理人さんの後頭部が上下するたびに、襞が健気な収縮を繰り返す。
なだらかな背中のラインからは想像もできない淫らな孔が、そこにはあった。
ああ、だめだ。
こんな光景、何度目だって、
たまらないだろ。
「ひあっ……そ、それやめろ……ッ」
割れ目に舌先を這わすと、嬌声が悲鳴に変わった。
「なんで? 気持ちいいでしょ?」
「おしり、痛い……」
筋肉が動いたせいで、注射されたところが痛んだろう。
理人さんが、涙声で嘆く。
かわいそうだとは思うけど、そういうのはむしろ俺には逆効果――
「デカくすんな、変態……!」
しまった、バレた。
「理人さんがかわいいからです」
「また俺のせいに……ひっ!」
舌先をちょこっとだけ押し込むと、理人さんの後ろ姿が四角くなった。
強張った背中を手のひらで宥め、今度は優しく、ゆっくりと舐める。
「あ、あ……っ」
「理人さん、知ってます?」
「な、にを……!」
「こういうセックスのこと、なんて言うか」
「シックスナイン、だろ……ぉ」
「そうじゃなくて。挿れないけど、こんな風に甘くて、ものすごく気持ちいいセックスのことです」
「はあ……?」
「バニラセックス」
「……」
――この変態検索魔!
理人さんの非難のモノローグを真摯な瞳で受け流し、俺は腕を伸ばしてこっそりそれを手に取った。

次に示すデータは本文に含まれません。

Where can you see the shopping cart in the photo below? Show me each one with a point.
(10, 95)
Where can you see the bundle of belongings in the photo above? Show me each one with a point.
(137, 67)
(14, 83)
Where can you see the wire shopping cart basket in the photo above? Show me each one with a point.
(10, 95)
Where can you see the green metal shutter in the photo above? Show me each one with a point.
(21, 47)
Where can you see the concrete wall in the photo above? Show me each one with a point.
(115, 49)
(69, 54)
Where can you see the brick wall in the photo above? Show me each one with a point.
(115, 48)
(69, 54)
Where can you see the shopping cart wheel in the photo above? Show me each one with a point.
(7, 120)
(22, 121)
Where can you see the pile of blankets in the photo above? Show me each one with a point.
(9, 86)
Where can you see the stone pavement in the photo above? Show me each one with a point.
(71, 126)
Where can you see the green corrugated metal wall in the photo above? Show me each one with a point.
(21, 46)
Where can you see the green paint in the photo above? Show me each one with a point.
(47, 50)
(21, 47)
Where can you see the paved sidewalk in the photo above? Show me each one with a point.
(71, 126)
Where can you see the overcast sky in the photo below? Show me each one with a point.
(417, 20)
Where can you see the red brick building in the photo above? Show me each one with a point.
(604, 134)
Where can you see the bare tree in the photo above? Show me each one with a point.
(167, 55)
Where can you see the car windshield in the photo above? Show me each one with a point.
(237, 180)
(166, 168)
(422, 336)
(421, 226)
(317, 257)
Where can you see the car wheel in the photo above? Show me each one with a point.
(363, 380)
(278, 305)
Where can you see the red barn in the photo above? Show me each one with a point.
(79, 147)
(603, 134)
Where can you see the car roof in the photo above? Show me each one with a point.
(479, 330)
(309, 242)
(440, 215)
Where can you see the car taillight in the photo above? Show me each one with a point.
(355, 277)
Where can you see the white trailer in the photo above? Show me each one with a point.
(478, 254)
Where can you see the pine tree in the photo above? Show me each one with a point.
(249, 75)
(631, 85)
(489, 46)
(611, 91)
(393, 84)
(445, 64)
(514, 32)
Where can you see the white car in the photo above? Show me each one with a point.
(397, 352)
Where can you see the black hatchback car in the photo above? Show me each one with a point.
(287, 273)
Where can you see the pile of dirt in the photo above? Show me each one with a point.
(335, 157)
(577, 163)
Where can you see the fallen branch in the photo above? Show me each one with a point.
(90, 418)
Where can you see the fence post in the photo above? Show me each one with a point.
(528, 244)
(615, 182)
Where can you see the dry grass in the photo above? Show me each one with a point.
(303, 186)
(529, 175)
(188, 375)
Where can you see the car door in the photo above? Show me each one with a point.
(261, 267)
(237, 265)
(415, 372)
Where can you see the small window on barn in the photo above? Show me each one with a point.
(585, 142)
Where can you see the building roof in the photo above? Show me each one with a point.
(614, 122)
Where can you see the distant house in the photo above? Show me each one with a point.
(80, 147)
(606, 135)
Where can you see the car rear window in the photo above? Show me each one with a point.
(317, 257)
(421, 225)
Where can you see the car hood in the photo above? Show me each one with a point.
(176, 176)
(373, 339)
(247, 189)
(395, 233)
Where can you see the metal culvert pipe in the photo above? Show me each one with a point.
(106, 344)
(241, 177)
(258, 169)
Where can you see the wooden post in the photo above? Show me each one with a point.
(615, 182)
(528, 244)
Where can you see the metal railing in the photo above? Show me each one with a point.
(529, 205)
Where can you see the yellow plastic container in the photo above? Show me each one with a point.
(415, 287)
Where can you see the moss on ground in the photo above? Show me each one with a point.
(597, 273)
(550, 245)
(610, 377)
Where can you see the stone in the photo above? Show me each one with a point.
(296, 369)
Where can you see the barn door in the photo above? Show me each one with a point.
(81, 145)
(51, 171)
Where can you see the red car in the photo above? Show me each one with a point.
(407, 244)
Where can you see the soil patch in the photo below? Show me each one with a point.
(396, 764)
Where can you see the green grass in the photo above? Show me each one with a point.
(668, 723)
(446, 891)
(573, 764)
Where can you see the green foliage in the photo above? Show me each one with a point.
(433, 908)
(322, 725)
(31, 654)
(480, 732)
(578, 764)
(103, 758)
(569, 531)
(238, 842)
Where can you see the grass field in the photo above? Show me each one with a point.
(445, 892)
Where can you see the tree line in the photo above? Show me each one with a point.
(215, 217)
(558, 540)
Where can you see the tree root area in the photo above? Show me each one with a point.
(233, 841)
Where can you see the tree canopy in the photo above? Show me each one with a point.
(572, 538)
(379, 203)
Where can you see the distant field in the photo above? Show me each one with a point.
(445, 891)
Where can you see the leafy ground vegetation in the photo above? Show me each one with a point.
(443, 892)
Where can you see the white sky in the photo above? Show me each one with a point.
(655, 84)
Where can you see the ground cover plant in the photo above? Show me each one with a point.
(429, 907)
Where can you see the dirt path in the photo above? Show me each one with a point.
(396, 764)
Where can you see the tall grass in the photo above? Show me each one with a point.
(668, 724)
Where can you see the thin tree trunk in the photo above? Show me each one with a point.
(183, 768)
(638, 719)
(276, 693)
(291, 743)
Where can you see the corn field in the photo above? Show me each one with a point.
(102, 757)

相変わらず震えているそこを舌で揶揄いながら、アイボリーの表面を長いスプーンで削りとる。
そしてちょうどいい感じに溶けるのを待ってから、傾け、そっと垂らした。
「うひゃぁうッ!?」
途端に、理人さんの体が飛び上がった。
「な、なに? 冷たい!」
「アイスです」
「は……?」
「思ったより余ったんで、上のお口だけじゃなくて、下のお口からも食べさせてあげようと思って」
「下の……お口……?」
「はい、ここに」
「……」
「………」
「……!」
あ。
今、ふたつの点が線で繋がる瞬間を目撃した気がする。
「お、おまっ、おまえっ、へ、へんたっ……」
「理人さん、好きでしょう?」
「は……?」
「バニラアイス」
「……」
「……」
「…………」
「……て、ことで」
「は!? ち、ちが、好きなんかじゃな……あ、あ――ッ!」
こうして、違う意味でのバニラセックスを堪能した翌朝、
「寄るな触るな舐めるな食べさせるな出てけ……!」
「ひどいなあ、ものすごく可愛かったのに」
「……」
「それに、甘くて美味しかった」
「なッ……!」
「いろいろと、ごちそうさまでした」
「……」
「理人さん……?」
「……だ」
「だ?」
「佐藤くんなんか大っ嫌いだ……!」
「あっいて!」
やっぱり俺は、理人さんに怒られたのでした。